Awwww....yes, it feels nice to have these thoughts hashed out. They all seem a little clearer to me now.  I wonder if there are many other small things I have yet to notice.  And if they will be good or bad for me?
After all, don’t we often find ourselves saying its the little things that matter the most?  

Tuesday 13 September 2011

A difficult subject for blogging: advice on sexual assault

I recently received an email from a person requesting advice on a difficult subject - that of sexual assault.  I experienced extremely mixed feelings about this email.  On one side, I felt good knowing that I have regular followers who respected my opinion, but on the other side, it was because a bad thing had happened and that person felt I would understand that they turned to me.  
Without going into details, a woman had been mugged and raped.  The woman confided this to a friend who had a hard time digesting the situation and how to react. The friend emailed me for advice on what to do.
I thought a lot about the email and finally responded with my advice.  I continued thinking about this even more because I felt that there are others out there who were probably in the same situation, hence something worth blogging about.  
I don’t have any medical, psychological or legal training. I can only offer my advice, as a woman.  In cases of sexual assault I’m not sure there are any answers that are wholly right or wrong, as its such a personal issue.  There are, however, a few things I think would help most sexual assault victims in general. 
Here’s the advice I offered:

  • 1) Be compassionate, non-judgmental, discrete, and a friend when needed.  Don’t force her to do anything.  It has to be her decision if she goes to the police.
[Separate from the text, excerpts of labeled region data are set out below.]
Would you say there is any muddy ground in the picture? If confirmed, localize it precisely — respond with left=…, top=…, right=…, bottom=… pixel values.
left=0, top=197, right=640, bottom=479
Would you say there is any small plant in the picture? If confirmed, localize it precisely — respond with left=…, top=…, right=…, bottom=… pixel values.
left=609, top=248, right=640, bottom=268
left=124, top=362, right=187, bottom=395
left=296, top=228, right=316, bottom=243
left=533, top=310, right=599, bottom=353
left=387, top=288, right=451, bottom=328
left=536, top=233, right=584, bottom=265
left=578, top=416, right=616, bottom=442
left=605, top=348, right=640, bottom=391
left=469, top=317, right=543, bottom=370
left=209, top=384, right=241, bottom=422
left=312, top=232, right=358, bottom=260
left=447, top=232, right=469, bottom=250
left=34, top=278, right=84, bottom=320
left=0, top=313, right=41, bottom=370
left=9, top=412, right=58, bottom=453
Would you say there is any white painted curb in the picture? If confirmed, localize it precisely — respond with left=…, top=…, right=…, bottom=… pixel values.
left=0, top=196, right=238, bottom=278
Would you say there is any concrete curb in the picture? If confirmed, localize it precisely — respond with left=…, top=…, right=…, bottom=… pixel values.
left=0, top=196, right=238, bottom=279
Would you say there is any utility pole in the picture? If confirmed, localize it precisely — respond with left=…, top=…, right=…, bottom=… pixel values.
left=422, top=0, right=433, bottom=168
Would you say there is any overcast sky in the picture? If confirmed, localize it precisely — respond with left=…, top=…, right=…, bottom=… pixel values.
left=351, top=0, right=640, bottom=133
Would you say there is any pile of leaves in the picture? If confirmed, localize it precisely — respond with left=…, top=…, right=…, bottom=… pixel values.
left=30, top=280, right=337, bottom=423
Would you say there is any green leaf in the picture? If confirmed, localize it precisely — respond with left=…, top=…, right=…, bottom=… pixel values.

  • 2) Encourage her to be checked out by a doctor.  The possibility of physical injury, pregnancy and STI/STD require attention.  Many injuries can be treated better if caught early.  The window for STI’s is 6 months.  There is a hassle free clinic in downtown Toronto at Church/Gerrard that would be sensitive to this situation.    
  • 3) Encourage her to talk to a professionally trained therapist or psychologist.  It should help with emotional healing and there is assured confidentially in medical situations.  OHIP covers this type of medical treatment.                                                          
  • 4) Check her credit report for identity theft.  If she lost any personal info in the assault her financial status could be victimized too.  She may want to consider changing the locks on her doors if keys & ID were stolen.  
Those are my 4 recommendations; my opinion on how to handle this difficult situation.   
I’ve always been disgusted by sexual assault.  As a prostitute, I know that sex is practically always available to men - there is no need to force sex on another person.  
I hope everybody stays safe out there. And I hope you all can enjoy the beauty of sex without having it tainted by the bad.